I keep hearing complaints about Hudson Council’s Transparency, and many of those complaints are on legal issues.
Because issues are before the courts or there are threatened actions, Council is simply not able to share specific information on most of our legal issues. It is unfortunate but apparently quite common to municipalities that we’ve got such expensive legal problems and most of them originate from only a couple of places.
I think Council is supplying what they can fairly well and you can go and look for details of what they have shared but I’ll save you some trouble.
Look at: http://www.hudson.quebec/en/services/general-management/ and you’ll find the links below.

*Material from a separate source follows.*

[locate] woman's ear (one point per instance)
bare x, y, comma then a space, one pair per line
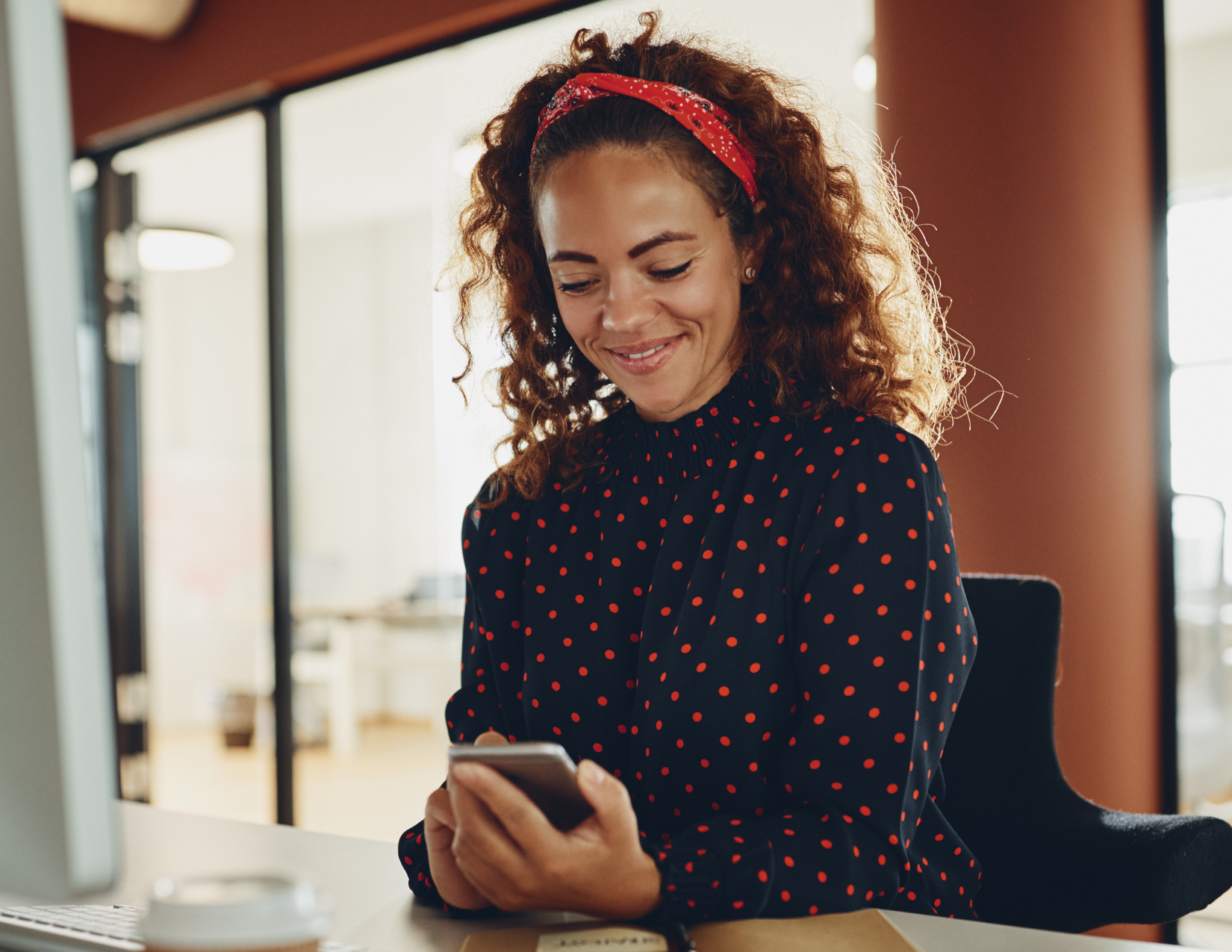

Here’s a link to the current Hudson legal files: http://www.hudson.quebec/wp-content/uploads/2016-03-15-Court-cases.pdf. In terms of number of cases it is apparently quite normal, and a number of the actions are simple disagreements that happen in normal municipal business and issues related to employees which must be kept confidential.

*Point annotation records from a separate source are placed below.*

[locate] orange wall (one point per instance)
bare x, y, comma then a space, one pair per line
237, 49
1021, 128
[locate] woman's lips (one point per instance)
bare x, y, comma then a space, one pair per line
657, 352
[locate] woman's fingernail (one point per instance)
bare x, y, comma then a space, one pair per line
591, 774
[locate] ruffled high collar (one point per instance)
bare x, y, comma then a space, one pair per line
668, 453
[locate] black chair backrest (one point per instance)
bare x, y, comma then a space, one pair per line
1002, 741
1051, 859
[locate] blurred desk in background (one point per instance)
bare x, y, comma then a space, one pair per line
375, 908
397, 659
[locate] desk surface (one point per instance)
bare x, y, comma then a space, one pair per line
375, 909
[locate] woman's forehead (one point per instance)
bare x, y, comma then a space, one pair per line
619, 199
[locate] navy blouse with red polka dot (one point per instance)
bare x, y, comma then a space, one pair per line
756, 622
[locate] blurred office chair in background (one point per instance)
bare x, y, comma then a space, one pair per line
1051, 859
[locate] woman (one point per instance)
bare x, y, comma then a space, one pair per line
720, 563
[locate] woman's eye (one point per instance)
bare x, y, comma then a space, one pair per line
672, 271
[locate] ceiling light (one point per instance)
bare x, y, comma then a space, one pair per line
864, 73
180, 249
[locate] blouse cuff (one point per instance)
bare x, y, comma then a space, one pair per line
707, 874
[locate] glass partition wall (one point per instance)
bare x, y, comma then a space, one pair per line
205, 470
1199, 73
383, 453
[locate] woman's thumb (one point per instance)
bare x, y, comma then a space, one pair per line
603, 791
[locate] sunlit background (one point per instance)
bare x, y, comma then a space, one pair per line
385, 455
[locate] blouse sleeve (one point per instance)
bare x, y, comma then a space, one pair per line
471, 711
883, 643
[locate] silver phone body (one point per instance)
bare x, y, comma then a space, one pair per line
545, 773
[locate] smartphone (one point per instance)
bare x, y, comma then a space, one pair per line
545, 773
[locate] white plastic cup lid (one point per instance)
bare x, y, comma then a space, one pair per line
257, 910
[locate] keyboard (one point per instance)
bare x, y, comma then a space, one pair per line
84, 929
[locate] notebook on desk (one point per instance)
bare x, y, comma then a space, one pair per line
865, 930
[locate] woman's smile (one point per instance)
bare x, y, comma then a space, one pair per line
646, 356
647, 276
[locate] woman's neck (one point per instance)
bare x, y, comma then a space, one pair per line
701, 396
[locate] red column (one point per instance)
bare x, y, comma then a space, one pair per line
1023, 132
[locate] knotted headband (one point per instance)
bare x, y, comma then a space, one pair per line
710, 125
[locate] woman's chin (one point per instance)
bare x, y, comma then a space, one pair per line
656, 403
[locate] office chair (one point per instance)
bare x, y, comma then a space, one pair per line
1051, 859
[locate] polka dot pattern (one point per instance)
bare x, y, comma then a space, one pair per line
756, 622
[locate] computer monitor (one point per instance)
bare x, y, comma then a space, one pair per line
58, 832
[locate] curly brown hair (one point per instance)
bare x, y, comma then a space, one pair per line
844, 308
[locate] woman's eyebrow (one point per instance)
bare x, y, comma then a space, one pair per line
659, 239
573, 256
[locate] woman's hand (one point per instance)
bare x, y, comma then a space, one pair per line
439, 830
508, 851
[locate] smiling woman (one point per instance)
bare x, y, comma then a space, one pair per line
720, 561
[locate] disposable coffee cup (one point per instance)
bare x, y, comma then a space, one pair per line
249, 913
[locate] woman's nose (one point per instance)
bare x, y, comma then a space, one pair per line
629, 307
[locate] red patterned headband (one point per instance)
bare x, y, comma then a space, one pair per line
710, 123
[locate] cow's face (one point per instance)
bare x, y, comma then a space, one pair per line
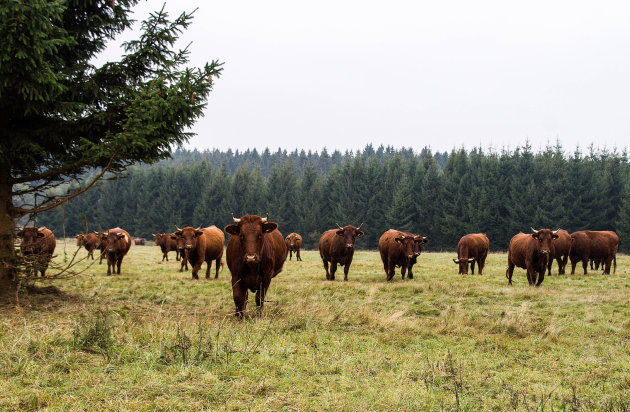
543, 238
407, 244
463, 264
31, 238
112, 238
349, 234
251, 230
189, 237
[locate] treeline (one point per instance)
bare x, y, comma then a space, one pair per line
499, 193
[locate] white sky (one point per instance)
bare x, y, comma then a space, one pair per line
444, 74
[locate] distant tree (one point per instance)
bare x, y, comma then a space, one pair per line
62, 116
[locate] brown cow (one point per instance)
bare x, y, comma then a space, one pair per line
472, 248
117, 246
202, 245
596, 245
418, 241
397, 249
255, 254
181, 249
337, 247
294, 244
166, 244
90, 241
38, 245
560, 249
530, 252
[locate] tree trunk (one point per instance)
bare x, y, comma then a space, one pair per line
8, 258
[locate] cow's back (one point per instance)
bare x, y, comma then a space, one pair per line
603, 243
517, 252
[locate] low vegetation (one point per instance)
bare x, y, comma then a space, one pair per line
152, 338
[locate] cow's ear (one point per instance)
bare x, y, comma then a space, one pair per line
232, 229
269, 227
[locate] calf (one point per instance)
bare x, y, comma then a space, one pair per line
337, 247
118, 243
472, 248
255, 254
202, 245
37, 247
531, 252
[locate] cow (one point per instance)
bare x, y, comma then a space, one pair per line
117, 245
90, 241
472, 248
181, 249
255, 254
531, 252
418, 241
37, 247
202, 245
294, 244
166, 244
560, 251
396, 249
337, 247
597, 245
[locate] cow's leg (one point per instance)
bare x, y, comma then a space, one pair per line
195, 269
333, 269
346, 268
239, 293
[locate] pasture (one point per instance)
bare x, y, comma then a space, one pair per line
153, 339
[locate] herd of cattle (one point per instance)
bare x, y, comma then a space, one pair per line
256, 251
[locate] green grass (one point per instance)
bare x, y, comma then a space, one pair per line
439, 341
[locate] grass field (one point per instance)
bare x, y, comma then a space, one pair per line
152, 339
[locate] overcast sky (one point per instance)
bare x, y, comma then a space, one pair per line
341, 74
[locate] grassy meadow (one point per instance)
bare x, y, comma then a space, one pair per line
153, 339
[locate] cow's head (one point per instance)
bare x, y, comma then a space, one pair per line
544, 237
463, 264
349, 234
111, 238
189, 236
418, 241
407, 244
31, 237
251, 230
292, 240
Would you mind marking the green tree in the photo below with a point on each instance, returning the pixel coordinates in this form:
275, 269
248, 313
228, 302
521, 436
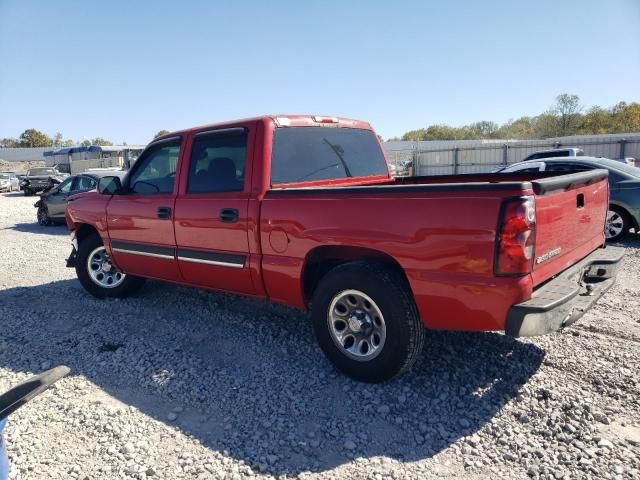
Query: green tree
546, 125
57, 140
9, 143
626, 117
596, 121
521, 128
101, 142
484, 129
568, 110
161, 133
34, 138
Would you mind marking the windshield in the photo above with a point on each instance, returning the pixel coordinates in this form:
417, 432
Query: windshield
621, 167
306, 154
41, 171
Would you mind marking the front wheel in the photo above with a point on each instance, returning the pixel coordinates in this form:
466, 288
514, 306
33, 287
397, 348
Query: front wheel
98, 275
366, 321
617, 224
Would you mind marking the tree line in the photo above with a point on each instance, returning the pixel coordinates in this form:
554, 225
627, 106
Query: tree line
565, 117
34, 138
31, 138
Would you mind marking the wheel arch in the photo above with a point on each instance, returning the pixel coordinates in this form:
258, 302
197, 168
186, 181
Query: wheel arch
83, 230
626, 210
320, 260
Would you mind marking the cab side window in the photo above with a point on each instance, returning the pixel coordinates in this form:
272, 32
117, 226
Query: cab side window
83, 184
218, 162
65, 187
155, 171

It’s not current, and the legal system grinds slowly and expensively so some of these legal files have been active for a long time but here’s a link to last fiscal year’s contracts between $2,000-25,000: http://www.hudson.quebec/wp-content/uploads/Liste-des-contrats-de-2-000-et-total-plus-de-25-000-du-2014-11-01-to-2015-10-31.pdf and you can find our legal bills under Dunton Rainville.
Since this is basically all the information that can be made public, look at and cross reference these two files and you can perhaps gain a sense of which cases are costing what and in some cases who is driving them. Feel free to inappropriately ask any of those involved for a better perspective, but if they’re well advised they probably won’t be any more forthcoming than Council.
At monthly council meetings there is a list of all accounts payable to be approved and it is specific and detailed. I haven’t found those listings on the web, but I’d like to see them placed on the website. The last two months alone we consumed over $100K of legal expenses that the Town almost entirely simply can’t avoid, so our legal costs are rising rapidly for now.
One significant grouping of our two biggest ongoing legal bills is the collection of files related to the various issues with our former Director General Catherine Haulard. The issues are confidential until resolved; Council simply can’t speak on this matter or be more transparent. I presume that if there were an offer of reasonable settlement that Council would pursue that, so I must presume that our leaders and lawyers believe that we’re spending legal dollars to defend ourselves properly against what our leaders and our lawyers believe to be unreasonable demands. We’ll only be able to judge the effectiveness of that when the end of these actions comes by going to court or settling.
The other big legal cost is preparing facts and a legal defense for a complaint of 15 pages containing 151 specific allegations of ethical and other issues against Mayor Prevost and others that Councillor Robert Spencer filed with MAMOT. I understand that MAMOT took no actions themselves but referred these allegations to the CMQ which I understand is the Quebec Court that deals with such municipal issues.
I will always defend any Councillor’s right to object to or raise such things and especially to seek the judgement of a higher level of the law where he or she feels confident in the allegations. This huge pile of allegations has cost a lot of legal dollars and consumed a huge amount of time and energy from the mayor and others. How we as citizens might wish to judge this action and react can only be determined once the CMQ has rendered some decision. Until then we wait and we spend and must simply accept that the Town Council can’t say anything, but must prepare an answer with our lawyers.
Until such a ruling finally comes, I will also always presume the innocence of those who stood up and were elected to serve us. The points of allegation made have apparently become “public” by virtue of a lifting of the publication ban originally in place. The Montreal Gazette and La Presse had challenged the ban, and it appears that Hudson originally challenged it probably to keep the names of citizens mentioned out of the public eye.
At the March Council meeting Mayor Prevost said basically that he wouldn’t further object if the file became public and that he felt he had nothing to fear and would be vindicated. Apparently the publication ban has since been lifted, so I presume the Montreal Gazette knows what the specific 151 allegations are and so far hasn’t deemed them important enough to publish in any detail.
I’ll leave my original as is, but I need to correct one thing, the Montreal Gazette did in fact publish a summary of the Spencer allegations. Thanks to one of our blog readers: http://montrealgazette.com/news/local-news/off-island-gazette/hudson-mayor-ethics-complaint-details-now-public
It is not the Town’s place to publish this full list of allegations. But, the Town must prepare to defend itself properly at great expense. The DG suggested at last council that one maybe could ask the CMQ for a copy, personally I have no interest in discussing details of allegations and will wait for an eventual binding legal judgment to decide which side of this bothers me more. That said, this case and these costs will and must simply grind on slowly at an incredibly high cost in dollars, time and morale and the eventual wrong side will deserve some anger.
Until each of these issues are resolved, we’re committed by the actions launched by others to spending money and energy on them that would be better spent elsewhere improving our Town.
I believe that on these legal issues the Mayor and Council have been as transparent as legally and reasonably possible. What more do you think they should do while we must wait for the legal system?